The only way this type of overcharge is identified is by calling each phone line to ask who the line belongs to. Once this occurred, the lines were moved from the organization’s account, saving them $10k per month.
Verifying ownership of the services is the first part of the process and once the services are verified as belonging to your organization, it is necessary to ensure that the monthly charges are accurate.
Identifying where contracts exist for each location is time-consuming but a required part of performing the inventory and audit steps. A quick-service restaurant learned the hard way that obtaining a global contract does not mean that you can set it up and forget about it.
For their 280 locations, the Internet Service Provider (ISP) set up services under contract, however, they set up an incorrect rate plan that caused this client to bill at a higher rate for each location’s Internet service.

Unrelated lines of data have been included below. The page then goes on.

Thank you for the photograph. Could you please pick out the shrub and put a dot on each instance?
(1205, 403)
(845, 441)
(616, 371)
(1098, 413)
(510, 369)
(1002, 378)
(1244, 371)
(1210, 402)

The higher rate cost them $16,000.00 for the year, something that they had not budgeted for, and the overage caused financial reporting issues for their locations.
With the various types of services telephone or landlines, wireless, internet, long distance, etc. the steps to complete the inventory and audit are different for each type of service.
Ensuring that your partner is fully versed on each type of service and understanding what steps will be taken to audit each type of service will eliminate issues during the deliverable phase.
Upon completion of the project, you should have a set of these discoveries. It will also give you the baseline of information you need to effectively manage your environment on an ongoing basis, optimizing cost-effectiveness and efficiency.
Completion of this project will provide key insights, revealing what services are installed, where services are installed, what services are invoiced, and how much services cost.
This project will provide you with the comfort of a complete inventory of your telecom environment and will give you the baseline of information needed to manage your telecom environment in the most efficient and cost-effective manner.
With the skyrocketing costs for telecom services and the need for fiscal responsibility in the face of inflation and possible recession, it is imperative that a business consistently monitors their telecom and IT invoices and services.